Huss, a rapist and killer, freed by jury that decides he’s no longer a threat

Sex predator label rejected; ‘God help us all,’ a victim says

By JEFF ECKHOFF
REGISTER STAFF WRITER
May 26, 2005

Loren Huss, a 42-year-old rapist and killer, walked out of jail a free
man Wednesday when a Polk County jury ruled he is no longer a danger to
the public.

Jurors deliberated one day before they ended Huss’ 19 years in state
custody and declared he is not a sexually violent predator who needs to
be confined in a state treatment program.

A stunned Huss and his lawyers smiled Wednesday when the decision was
read.

His family, apparently shellshocked, stood outside the courtroom and
declined to comment.

Meanwhile, Dorothy Wallace paced and shook her head.

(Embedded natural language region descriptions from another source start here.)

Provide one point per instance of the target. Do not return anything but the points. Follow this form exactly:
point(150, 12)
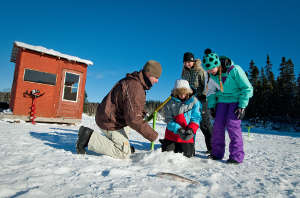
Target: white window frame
point(63, 93)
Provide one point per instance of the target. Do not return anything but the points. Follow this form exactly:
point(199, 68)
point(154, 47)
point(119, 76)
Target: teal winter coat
point(236, 88)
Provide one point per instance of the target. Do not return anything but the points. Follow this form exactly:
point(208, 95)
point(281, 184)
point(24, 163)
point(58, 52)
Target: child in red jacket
point(182, 114)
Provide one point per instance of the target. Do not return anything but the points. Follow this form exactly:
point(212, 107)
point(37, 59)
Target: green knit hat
point(153, 68)
point(210, 60)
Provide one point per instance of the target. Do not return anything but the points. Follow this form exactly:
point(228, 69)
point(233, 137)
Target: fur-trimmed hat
point(210, 60)
point(181, 87)
point(153, 68)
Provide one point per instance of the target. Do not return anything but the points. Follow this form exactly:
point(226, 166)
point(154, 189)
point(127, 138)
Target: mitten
point(187, 135)
point(212, 112)
point(181, 131)
point(240, 113)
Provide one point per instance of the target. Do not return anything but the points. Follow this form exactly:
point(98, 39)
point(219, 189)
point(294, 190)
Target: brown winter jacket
point(124, 106)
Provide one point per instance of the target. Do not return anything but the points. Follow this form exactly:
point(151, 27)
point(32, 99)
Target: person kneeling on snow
point(182, 114)
point(123, 106)
point(229, 91)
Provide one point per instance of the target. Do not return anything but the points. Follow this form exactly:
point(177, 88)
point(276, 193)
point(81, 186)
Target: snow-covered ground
point(41, 161)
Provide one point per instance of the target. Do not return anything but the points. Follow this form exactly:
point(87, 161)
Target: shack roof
point(18, 45)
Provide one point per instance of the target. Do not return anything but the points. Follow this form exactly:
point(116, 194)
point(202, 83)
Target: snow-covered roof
point(18, 45)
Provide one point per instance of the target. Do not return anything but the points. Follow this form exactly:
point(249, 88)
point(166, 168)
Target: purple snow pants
point(226, 119)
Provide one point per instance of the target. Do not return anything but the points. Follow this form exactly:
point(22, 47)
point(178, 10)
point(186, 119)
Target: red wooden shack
point(59, 78)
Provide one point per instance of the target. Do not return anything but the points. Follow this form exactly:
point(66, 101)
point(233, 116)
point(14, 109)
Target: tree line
point(274, 99)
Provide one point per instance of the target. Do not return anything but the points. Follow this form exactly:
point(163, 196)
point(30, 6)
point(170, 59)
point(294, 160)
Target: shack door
point(69, 103)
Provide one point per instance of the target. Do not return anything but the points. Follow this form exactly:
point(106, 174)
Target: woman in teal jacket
point(229, 91)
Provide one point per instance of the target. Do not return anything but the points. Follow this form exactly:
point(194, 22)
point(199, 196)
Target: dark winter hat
point(188, 57)
point(153, 68)
point(210, 60)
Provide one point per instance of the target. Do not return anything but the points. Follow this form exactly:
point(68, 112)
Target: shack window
point(39, 77)
point(71, 86)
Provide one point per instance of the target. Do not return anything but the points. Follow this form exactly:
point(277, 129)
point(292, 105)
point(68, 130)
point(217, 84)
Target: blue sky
point(120, 36)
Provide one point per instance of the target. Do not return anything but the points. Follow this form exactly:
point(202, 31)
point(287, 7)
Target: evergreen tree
point(252, 111)
point(287, 88)
point(254, 72)
point(297, 109)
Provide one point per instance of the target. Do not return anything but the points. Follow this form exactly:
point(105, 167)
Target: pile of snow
point(41, 161)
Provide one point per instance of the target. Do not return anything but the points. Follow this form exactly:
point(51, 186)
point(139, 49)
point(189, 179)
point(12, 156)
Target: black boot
point(84, 135)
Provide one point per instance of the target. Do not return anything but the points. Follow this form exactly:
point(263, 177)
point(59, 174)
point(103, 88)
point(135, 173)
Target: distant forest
point(274, 99)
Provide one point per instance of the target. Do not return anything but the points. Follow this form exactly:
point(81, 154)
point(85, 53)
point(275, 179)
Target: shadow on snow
point(270, 132)
point(58, 140)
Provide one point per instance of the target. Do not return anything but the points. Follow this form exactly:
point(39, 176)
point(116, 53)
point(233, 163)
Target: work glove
point(187, 135)
point(212, 112)
point(240, 113)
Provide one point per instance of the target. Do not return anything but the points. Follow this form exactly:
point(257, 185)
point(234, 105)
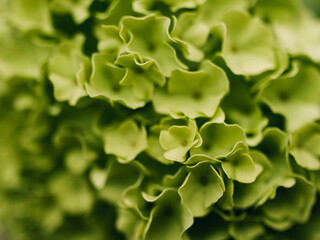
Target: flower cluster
point(159, 119)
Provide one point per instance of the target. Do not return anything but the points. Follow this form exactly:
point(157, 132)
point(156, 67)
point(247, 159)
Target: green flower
point(148, 6)
point(273, 158)
point(125, 140)
point(218, 139)
point(201, 189)
point(33, 53)
point(141, 75)
point(242, 108)
point(295, 29)
point(177, 140)
point(77, 9)
point(105, 81)
point(296, 97)
point(109, 41)
point(27, 16)
point(156, 46)
point(305, 146)
point(248, 45)
point(290, 205)
point(193, 94)
point(68, 70)
point(169, 219)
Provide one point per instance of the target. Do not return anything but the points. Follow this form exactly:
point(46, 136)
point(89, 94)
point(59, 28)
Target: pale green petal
point(125, 140)
point(248, 45)
point(218, 139)
point(156, 46)
point(169, 219)
point(193, 94)
point(202, 188)
point(296, 97)
point(68, 70)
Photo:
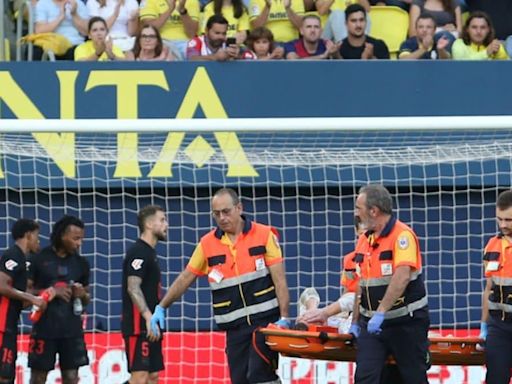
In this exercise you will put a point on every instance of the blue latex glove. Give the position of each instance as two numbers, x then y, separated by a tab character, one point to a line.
483	331
158	320
355	330
375	323
284	322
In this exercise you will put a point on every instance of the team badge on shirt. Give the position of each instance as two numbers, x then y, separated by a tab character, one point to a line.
137	264
403	242
10	265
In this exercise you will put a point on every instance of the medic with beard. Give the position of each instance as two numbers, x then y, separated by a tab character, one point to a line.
496	326
244	265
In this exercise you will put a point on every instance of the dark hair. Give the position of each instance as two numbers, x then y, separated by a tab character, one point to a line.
378	196
95	19
145	213
478	15
60	228
22	226
159	46
228	191
216	19
504	200
238	8
353	8
425	16
448	6
260	33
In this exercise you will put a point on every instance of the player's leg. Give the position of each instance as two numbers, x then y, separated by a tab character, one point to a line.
237	352
153	378
409	344
371	356
139	352
8	354
41	359
72	355
69	376
156	361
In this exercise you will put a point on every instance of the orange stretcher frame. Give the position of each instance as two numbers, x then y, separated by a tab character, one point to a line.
324	343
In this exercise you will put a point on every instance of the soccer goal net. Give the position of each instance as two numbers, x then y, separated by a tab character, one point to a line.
302	181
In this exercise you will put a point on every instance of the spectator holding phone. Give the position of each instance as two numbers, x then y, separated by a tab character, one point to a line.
234	12
214	44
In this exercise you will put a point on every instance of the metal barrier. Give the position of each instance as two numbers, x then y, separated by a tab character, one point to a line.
19	29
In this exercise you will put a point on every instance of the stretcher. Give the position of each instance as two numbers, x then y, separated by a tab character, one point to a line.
325	343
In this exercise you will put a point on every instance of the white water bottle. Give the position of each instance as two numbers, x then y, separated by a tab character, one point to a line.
77	306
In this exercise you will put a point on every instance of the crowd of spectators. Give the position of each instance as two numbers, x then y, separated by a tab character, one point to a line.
224	30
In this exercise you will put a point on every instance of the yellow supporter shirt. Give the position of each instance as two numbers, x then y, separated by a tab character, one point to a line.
278	21
173	28
235	25
199	266
86	49
461	51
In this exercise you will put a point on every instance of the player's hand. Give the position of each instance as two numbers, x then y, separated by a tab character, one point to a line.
368	51
63	292
426	42
277	53
157	320
78	290
284	322
39	303
355	330
483	336
442	43
313	316
493	48
374	325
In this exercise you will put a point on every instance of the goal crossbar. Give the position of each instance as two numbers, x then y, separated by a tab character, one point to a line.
260	124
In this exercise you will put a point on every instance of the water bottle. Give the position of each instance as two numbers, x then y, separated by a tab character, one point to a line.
77	306
36	313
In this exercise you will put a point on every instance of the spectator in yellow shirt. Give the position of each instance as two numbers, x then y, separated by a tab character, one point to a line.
177	21
478	41
99	47
234	12
282	17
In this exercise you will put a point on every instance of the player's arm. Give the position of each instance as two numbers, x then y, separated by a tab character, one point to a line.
485	300
178	288
7	290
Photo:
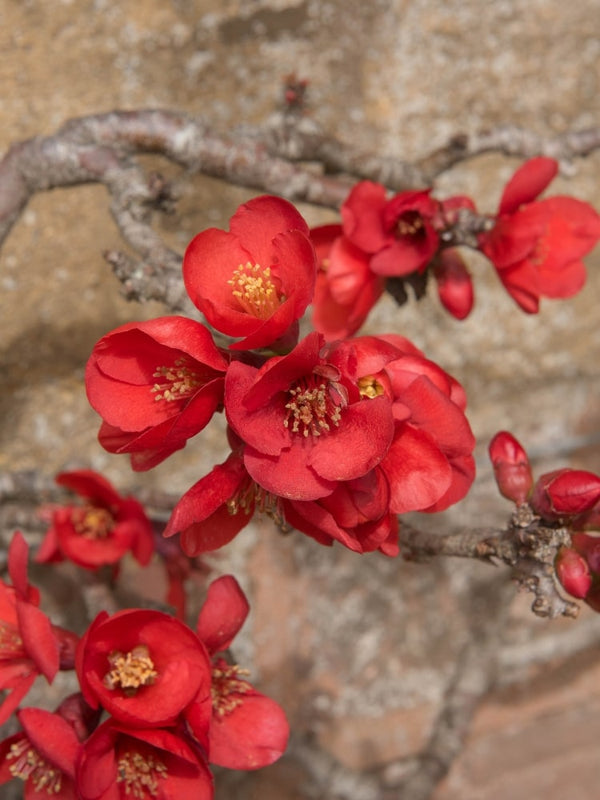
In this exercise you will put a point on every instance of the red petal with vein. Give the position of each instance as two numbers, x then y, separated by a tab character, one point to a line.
253	735
223	613
527	183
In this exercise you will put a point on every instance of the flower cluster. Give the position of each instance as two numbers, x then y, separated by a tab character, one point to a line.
536	247
565	497
158	701
334	439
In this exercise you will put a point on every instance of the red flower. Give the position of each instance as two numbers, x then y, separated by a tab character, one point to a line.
29	644
429	463
573	572
346	288
455	287
155	384
44	755
143	667
99	532
398	233
565	493
512	469
256	280
248	730
537	245
215	509
304	425
119	763
356	514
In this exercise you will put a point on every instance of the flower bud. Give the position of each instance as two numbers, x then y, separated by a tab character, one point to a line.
455	287
511	467
565	493
573	572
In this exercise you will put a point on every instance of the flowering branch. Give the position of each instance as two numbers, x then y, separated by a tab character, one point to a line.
102	149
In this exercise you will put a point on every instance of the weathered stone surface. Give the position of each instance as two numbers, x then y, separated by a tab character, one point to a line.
359	651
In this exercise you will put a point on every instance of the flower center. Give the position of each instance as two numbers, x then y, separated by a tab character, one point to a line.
93	523
255	291
253	497
130	670
178	381
140	774
314	406
410	224
369	387
11	644
29	765
228	687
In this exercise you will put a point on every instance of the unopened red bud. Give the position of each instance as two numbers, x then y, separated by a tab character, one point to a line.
573	572
565	493
589	547
512	469
455	287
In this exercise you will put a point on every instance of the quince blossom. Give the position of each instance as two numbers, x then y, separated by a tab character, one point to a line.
120	763
535	245
256	280
247	730
99	532
155	384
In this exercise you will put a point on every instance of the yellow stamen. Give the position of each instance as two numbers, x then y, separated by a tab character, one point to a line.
369	387
314	407
227	686
130	670
140	774
93	523
29	765
181	381
255	291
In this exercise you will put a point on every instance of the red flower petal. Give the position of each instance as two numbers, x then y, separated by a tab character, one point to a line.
527	183
223	614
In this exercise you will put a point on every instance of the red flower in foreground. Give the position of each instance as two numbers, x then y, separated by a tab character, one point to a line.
29	644
256	280
304	424
119	763
248	730
346	288
398	232
216	508
356	514
143	667
155	384
429	463
512	469
44	755
537	245
99	532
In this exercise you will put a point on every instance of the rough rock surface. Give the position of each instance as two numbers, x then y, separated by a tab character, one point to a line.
359	651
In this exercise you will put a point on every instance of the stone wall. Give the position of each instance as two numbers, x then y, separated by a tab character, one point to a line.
359	651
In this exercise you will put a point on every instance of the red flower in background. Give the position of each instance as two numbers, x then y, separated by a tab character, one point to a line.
397	233
537	245
346	288
454	284
119	763
99	532
143	667
429	463
256	280
304	425
155	384
44	755
356	514
29	644
248	730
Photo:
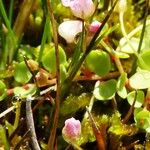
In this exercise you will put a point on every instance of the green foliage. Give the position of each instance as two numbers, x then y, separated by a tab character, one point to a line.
22	73
142	119
23	93
105	90
3	90
145	58
98	62
121	89
73	103
140	80
139	98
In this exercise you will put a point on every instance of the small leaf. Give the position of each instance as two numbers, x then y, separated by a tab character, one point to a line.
21	73
98	62
140	80
49	58
126	48
122	92
144	61
2	90
23	93
121	81
142	119
139	98
105	90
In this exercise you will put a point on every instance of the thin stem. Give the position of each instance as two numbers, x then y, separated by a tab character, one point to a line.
121	16
30	124
7	111
44	38
51	141
22	17
89	107
97	132
130	111
3	138
17	117
7	22
11	11
77	65
144	26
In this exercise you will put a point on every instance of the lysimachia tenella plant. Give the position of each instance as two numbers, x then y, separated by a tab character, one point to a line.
82	10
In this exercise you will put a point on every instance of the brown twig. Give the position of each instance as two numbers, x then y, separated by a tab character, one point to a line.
51	141
30	124
97	132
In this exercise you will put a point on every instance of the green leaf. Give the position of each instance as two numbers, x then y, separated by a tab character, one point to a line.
126	48
21	73
98	62
49	58
139	98
122	92
122	54
121	81
23	93
144	61
140	80
142	119
105	90
3	90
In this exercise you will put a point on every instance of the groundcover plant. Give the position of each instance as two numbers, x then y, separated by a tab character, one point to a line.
74	74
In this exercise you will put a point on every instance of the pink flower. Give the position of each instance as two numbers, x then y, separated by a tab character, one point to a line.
80	8
94	26
69	29
72	130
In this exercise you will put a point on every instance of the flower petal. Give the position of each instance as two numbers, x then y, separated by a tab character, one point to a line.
69	29
65	3
82	8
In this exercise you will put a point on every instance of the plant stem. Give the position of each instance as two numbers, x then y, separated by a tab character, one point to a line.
4	138
11	11
44	38
76	67
51	141
17	117
90	107
30	124
22	17
7	111
130	111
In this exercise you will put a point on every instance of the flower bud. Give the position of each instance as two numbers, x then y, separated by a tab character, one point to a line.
80	8
69	29
72	130
94	26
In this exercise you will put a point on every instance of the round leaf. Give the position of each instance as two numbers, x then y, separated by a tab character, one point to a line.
98	62
140	80
22	92
126	48
105	90
122	92
49	58
2	90
142	119
144	61
21	73
139	98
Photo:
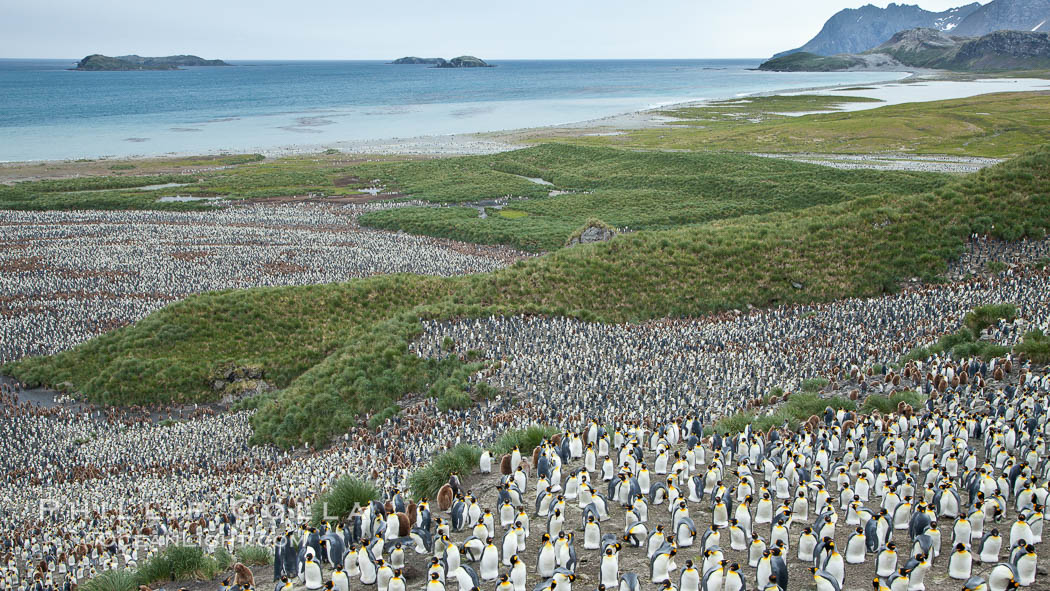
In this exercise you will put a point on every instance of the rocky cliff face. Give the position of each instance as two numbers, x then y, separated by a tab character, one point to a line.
412	60
854	30
1004	49
463	62
1007	15
98	62
929	48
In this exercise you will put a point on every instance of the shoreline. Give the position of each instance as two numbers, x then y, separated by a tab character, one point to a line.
438	145
499	141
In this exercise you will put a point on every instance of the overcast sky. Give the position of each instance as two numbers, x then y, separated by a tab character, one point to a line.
347	29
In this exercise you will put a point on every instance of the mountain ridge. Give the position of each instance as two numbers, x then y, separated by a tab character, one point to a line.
854	30
932	49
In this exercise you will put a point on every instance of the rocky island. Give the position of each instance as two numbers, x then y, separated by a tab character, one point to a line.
412	61
98	62
460	62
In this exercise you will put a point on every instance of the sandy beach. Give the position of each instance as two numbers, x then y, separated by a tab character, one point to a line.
923	87
919	87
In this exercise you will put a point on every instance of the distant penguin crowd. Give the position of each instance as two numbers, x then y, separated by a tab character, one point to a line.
69	276
949	494
636	491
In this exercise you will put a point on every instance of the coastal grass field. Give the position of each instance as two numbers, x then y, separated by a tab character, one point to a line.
341	351
1000	125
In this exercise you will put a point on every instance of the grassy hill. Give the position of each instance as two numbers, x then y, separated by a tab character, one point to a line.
1002	125
635	190
803	61
341	350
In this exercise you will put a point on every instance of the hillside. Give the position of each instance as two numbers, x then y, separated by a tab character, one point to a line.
360	361
98	62
413	60
463	62
1001	125
855	30
1007	15
931	48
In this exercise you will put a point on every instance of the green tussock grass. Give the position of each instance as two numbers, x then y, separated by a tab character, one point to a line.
95	192
254	555
425	482
112	581
336	503
183	563
887	404
642	191
1001	125
987	316
379	418
964	342
1035	345
803	61
814	384
526	440
798	408
342	350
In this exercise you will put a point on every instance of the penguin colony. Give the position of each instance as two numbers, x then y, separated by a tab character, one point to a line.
66	277
206	464
947	495
720	363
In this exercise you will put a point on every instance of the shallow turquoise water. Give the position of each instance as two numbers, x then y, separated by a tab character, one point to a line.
48	112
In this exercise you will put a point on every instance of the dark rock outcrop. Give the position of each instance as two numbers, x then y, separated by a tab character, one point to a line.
1004	49
1007	15
854	30
98	62
930	48
463	62
413	60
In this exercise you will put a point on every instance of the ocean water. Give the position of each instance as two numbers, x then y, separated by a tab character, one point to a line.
48	112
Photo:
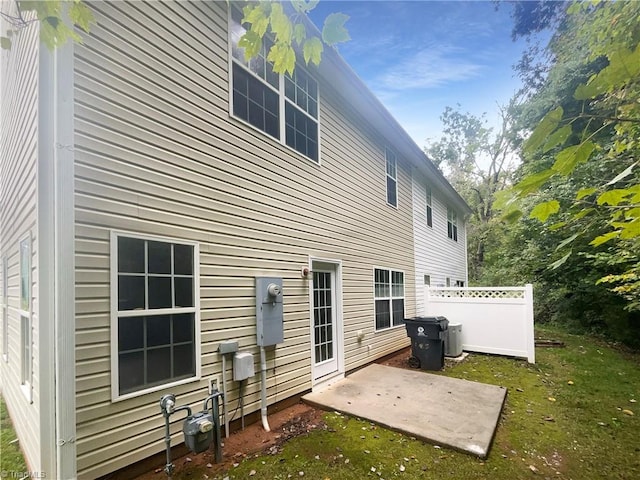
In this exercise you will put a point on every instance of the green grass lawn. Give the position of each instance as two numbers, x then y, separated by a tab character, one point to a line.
10	456
572	415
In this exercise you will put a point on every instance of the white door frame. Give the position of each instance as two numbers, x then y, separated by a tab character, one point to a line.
335	266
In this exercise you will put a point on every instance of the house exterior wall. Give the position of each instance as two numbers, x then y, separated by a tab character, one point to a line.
156	153
436	254
18	222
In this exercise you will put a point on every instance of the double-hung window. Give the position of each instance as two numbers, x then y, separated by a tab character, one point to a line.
5	309
429	209
282	106
388	298
452	224
24	312
155	314
392	177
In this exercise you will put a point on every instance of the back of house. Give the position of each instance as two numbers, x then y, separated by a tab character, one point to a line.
152	182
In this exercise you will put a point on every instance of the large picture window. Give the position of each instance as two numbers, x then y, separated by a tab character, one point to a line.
388	298
452	224
282	106
392	178
155	318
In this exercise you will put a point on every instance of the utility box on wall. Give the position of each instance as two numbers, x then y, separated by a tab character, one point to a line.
269	311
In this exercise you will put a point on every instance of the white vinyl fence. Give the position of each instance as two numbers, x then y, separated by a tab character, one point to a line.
495	320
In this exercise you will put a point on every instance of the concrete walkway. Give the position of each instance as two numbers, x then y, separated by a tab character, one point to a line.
444	411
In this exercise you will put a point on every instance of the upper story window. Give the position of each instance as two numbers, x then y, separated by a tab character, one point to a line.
429	209
452	224
392	178
282	106
388	298
154	313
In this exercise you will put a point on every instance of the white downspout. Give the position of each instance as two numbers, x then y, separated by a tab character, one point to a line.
263	381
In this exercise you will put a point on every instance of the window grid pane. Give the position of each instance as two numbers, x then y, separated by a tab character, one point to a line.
154	349
389	298
257	92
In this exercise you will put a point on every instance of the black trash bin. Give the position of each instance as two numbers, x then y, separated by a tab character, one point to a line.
427	341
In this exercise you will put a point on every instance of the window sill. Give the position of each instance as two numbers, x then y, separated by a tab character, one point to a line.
118	398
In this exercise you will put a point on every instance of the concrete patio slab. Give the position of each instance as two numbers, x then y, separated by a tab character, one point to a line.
445	411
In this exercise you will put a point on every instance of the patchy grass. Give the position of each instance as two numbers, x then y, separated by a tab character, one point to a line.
569	416
11	459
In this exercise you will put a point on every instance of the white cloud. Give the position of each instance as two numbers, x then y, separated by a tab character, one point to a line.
428	68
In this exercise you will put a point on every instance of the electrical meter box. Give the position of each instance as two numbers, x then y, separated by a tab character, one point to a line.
198	431
269	311
242	366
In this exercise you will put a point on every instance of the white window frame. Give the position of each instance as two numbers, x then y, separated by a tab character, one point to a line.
391	164
115	390
280	90
389	297
452	224
5	308
25	307
429	206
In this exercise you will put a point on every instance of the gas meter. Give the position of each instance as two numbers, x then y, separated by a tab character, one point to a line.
198	431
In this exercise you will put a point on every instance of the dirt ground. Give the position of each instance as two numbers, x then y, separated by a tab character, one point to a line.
290	422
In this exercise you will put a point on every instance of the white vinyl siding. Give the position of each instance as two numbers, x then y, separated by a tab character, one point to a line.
158	154
436	255
24	311
5	309
392	178
18	221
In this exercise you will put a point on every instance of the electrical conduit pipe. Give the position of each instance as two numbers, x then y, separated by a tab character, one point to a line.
263	381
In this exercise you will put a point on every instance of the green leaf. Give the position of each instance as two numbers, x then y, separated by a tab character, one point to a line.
583	213
546	126
544	210
613	197
283	58
532	183
312	50
299	33
557	226
624	174
333	30
631	230
252	44
81	15
557	138
512	216
585	192
567	241
280	24
604	238
559	263
568	158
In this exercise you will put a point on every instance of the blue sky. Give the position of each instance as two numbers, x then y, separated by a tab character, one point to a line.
420	56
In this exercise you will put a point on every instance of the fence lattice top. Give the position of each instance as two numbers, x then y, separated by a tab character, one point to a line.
464	292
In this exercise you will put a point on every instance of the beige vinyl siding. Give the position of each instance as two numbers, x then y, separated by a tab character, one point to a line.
157	154
18	220
436	254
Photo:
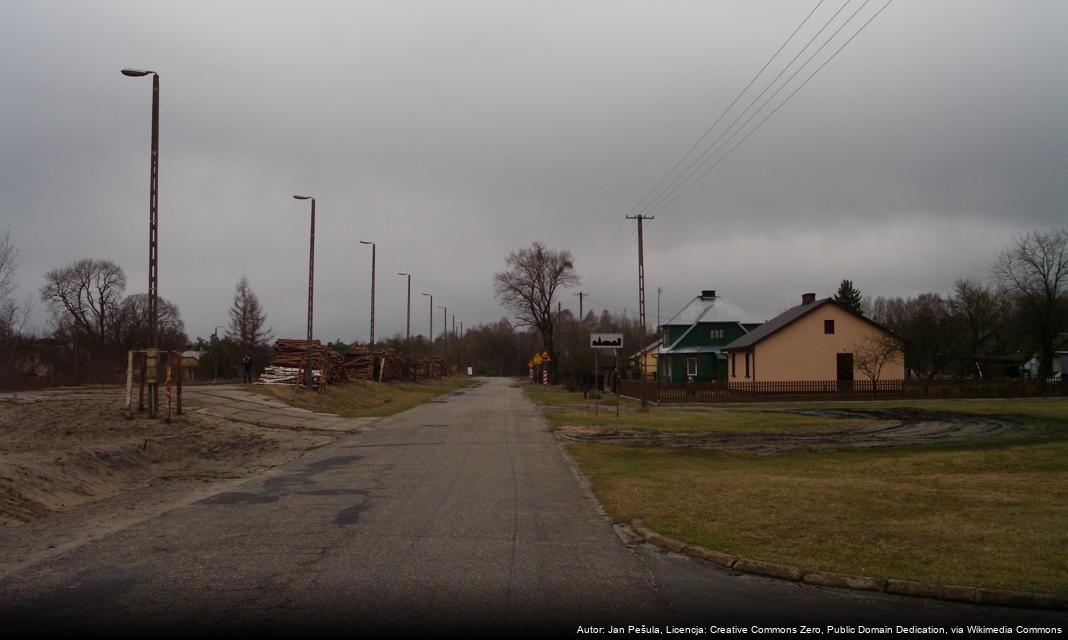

“It’s a sad verdict,” said Wallace, whom Huss robbed, beat and left
partially naked on an east Des Moines parking lot in 1980.

“They turned a rapist and a murderer loose today,” Wallace said. “God
help us all. . . . Every woman in this town is in danger.”

Huss, convicted of robbery for the attack on Wallace, blamed the incident
on a combination of alcohol, drugs, immature behavior and a bad attitude
toward women. He cited mostly the same reasons for his role in the gang
rape of a young woman near Saylorville Lake the following year.

But Huss testified last week, and psychiatrists confirmed, that his
attitude had improved by the time he left prison in 1984.

By 1986, Huss was living with Marilyn Sheets in a Des Moines apartment.
He says he began to get messages from the radio and television that urged
him to fight the devil.

Defense-paid psychiatrists testified at his seven-day trial that Huss
suffered a psychotic delusion and was in the manic state of bipolar
disorder when he attacked Sheets on May 19, 1986.

Huss said he attempted to get the devil out of Sheets when he beat her to
death, gouged out her eyes, bit off her nose and wrote on the walls in
her blood.

When police found him with Sheets’ naked body in a mostly demolished
apartment, Huss was shouting and jumping up and down. It took five
officers to subdue him.

Huss was convicted of first-degree murder in 1987, but a federal appeals
court later awarded him a new trial. He was found not guilty by reason of
insanity in 2001.

Two years later, the Iowa Supreme Court ruled that Huss, who had shown no
symptoms of the bipolar disorder since 1986, was not dangerous and could
no longer be held for mental treatment. By then, state prosecutors had
filed papers to hold him indefinitely as a sexual predator.

Lawyers with the Iowa attorney general’s office argued to the end that
Sheets’ murder was a sexually motivated crime. State-paid psychiatrists
insisted last week that Huss remains dangerously attracted to
nonconsensual sex and is more likely than not to reoffend.

“The state obviously is disappointed,” said Doug Hammerand, an assistant
attorney general. “But that’s why we leave these cases to a jury to
decide. We have to respect their decision.”

Huss, through his lawyers, declined to comment Wednesday.

Doctors testified during the trial that Huss plans to move in with his
mother and sister for the time being in the Des Moines area. Through
prison classes, Huss has accumulated more than 50 hours of college credit
at the University of Iowa and has said he intends to work toward a
degree, probably at Iowa State University.

Huss told jurors that he intends to do “whatever is necessary to keep
everybody safe,” but as of last week he had not settled on a long-term
medication plan to keep the bipolar disorder at bay. He said he plans to
continue work with a doctor.

“He can do whatever he wants,” Hammerand said. “He can see different
groups and different doctors. But that’s entirely up to him.